Quand la discrimination positive scinde une société : le cas de la Malaisie

À l’heure où en France la droite nationaliste et autoritaire souhaite différencier les Français dits « de souche » des autres, la Malaisie s’interroge sur l’avenir de son système de discrimination positive vieux d’un demi-siècle.

publié le 30/01/2023 Par Jack Thompson
Quand la discrimination positive scinde une société : le cas de la Malaisie

Héritage historique et géographique, la péninsule malaise fut le théâtre d’un intense brassage humain lié au détroit de Malacca reliant l’empire du Milieu aux Indes, où s’entremêlent Chinois, Indiens et Malais. Chacun y a apporté ses idiomes, ses croyances et sa culture propre dans une union singulière qui ne va pas sans heurts. Au cœur de la vie politique malaisienne se retrouve une notion fondamentale, celle de l'ethnie, qui fixe la position sociale de tous les Malaisiens (1). Particularité, l’article 160 de la Constitution de 1957 (année de l’indépendance) définit le Malais selon trois critères : sa langue (le malais), sa religion (l’islam) et ses coutumes (manger avec les mains, etc.).

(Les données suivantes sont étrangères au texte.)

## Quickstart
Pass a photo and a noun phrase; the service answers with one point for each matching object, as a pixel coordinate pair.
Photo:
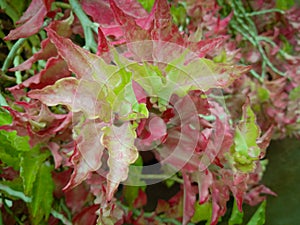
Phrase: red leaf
(120, 144)
(87, 216)
(32, 20)
(63, 28)
(77, 95)
(88, 152)
(81, 62)
(55, 69)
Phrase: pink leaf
(32, 20)
(157, 130)
(55, 69)
(88, 152)
(77, 95)
(189, 199)
(120, 144)
(81, 62)
(63, 28)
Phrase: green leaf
(263, 94)
(284, 4)
(295, 94)
(245, 150)
(8, 188)
(236, 216)
(203, 212)
(30, 165)
(5, 118)
(179, 14)
(259, 217)
(42, 195)
(147, 4)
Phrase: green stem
(137, 213)
(7, 209)
(3, 102)
(62, 5)
(256, 13)
(1, 221)
(161, 176)
(61, 217)
(88, 26)
(11, 55)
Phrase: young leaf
(245, 150)
(259, 217)
(236, 216)
(29, 167)
(202, 212)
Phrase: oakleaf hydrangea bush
(91, 88)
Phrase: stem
(11, 55)
(265, 12)
(7, 209)
(161, 176)
(137, 213)
(88, 26)
(3, 102)
(61, 217)
(62, 5)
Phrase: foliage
(204, 86)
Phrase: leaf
(245, 150)
(14, 193)
(259, 217)
(85, 96)
(284, 4)
(48, 50)
(84, 64)
(294, 94)
(202, 212)
(189, 199)
(5, 118)
(120, 144)
(32, 20)
(88, 153)
(200, 74)
(42, 195)
(147, 4)
(236, 216)
(29, 167)
(55, 69)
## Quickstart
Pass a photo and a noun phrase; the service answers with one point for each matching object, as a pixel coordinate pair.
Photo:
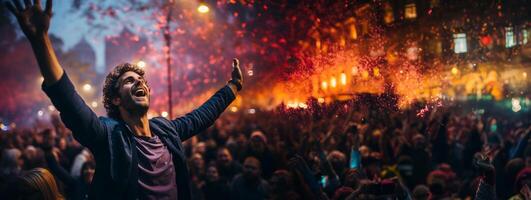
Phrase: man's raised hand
(33, 21)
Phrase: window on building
(434, 3)
(510, 41)
(410, 11)
(388, 16)
(460, 43)
(524, 36)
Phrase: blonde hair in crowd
(42, 182)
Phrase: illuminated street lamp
(333, 82)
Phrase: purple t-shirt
(156, 174)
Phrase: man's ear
(116, 101)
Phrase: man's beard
(135, 108)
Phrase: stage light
(376, 71)
(202, 8)
(516, 105)
(354, 70)
(141, 64)
(333, 82)
(454, 70)
(343, 78)
(324, 85)
(87, 87)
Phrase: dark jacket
(113, 145)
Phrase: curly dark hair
(110, 89)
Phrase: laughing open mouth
(140, 92)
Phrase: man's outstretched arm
(77, 116)
(204, 116)
(34, 22)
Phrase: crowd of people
(341, 150)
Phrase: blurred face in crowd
(257, 144)
(62, 144)
(364, 151)
(280, 181)
(88, 173)
(212, 174)
(224, 157)
(200, 148)
(418, 141)
(338, 161)
(197, 161)
(251, 168)
(352, 179)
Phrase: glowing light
(141, 64)
(354, 70)
(516, 105)
(510, 40)
(410, 11)
(460, 43)
(376, 71)
(324, 85)
(365, 74)
(454, 70)
(4, 127)
(343, 78)
(333, 82)
(87, 87)
(202, 8)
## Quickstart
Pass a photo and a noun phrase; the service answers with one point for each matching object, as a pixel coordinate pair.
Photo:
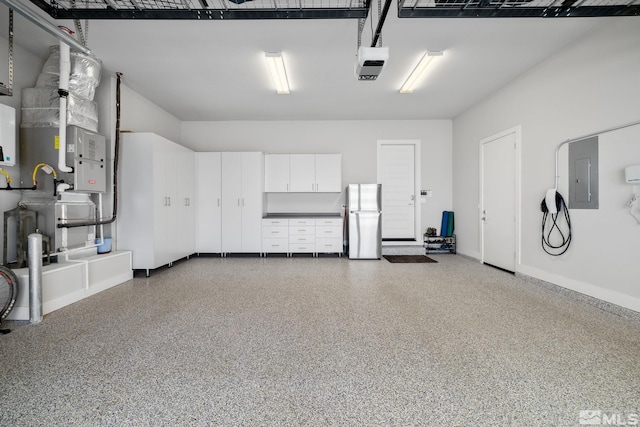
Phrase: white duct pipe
(63, 91)
(34, 249)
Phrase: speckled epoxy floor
(321, 341)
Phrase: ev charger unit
(371, 60)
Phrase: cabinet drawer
(275, 221)
(275, 231)
(302, 248)
(302, 221)
(328, 245)
(301, 229)
(275, 245)
(329, 221)
(328, 231)
(302, 238)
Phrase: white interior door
(498, 201)
(397, 176)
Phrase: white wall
(138, 114)
(355, 140)
(588, 87)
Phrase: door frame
(517, 131)
(417, 161)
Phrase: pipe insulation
(45, 25)
(63, 91)
(34, 249)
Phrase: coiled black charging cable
(565, 241)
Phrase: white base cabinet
(312, 235)
(156, 211)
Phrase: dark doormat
(408, 258)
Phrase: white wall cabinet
(209, 203)
(242, 175)
(303, 173)
(328, 173)
(156, 210)
(276, 173)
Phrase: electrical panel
(583, 174)
(7, 135)
(86, 153)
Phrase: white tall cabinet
(209, 203)
(156, 212)
(242, 175)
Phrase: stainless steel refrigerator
(364, 202)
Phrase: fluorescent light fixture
(416, 75)
(275, 65)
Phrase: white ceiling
(214, 70)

À partir de 1963, tandis que les États du Sabah et du Sarawak de populations autochtones non malaises entrent dans la fédération de Malaisie, l’expression bumiputera, les « fils » ou « princes du sol » s’amalgame sinon se substitue à celui de Malais.

Bumiputera, un concept à géométrie variable…

Dès que l’on y regarde de plus près, cette notion de bumiputera englobe un concept extrêmement clivant. Ce mot définirait les seuls véritables natifs de la Malaisie, dont les Malais. D’emblée, l’association entre bumiputera et islam (religion d’État) semble s’imposer. La réalité se révèle bien plus tortueuse : on peut être musulman sans être bumiputera et vice-versa. C’est le cas au Sarawak où l’ethnie des Dayaks professe majoritairement le christianisme tout en étant reconnue comme bumiputera.

Les Peranakans Cina sont les descendants des commerçants chinois établis à demeure depuis plus d’un demi-millénaire. D’ascendance chinoise et considérés comme ethniquement chinois même s’ils s’expriment en malais et ne comprennent plus le chinois, ces Peranakans Cina n’ont jamais obtenu le statut de bumiputera. Il en va de même pour les Indiens et les Peranakans India.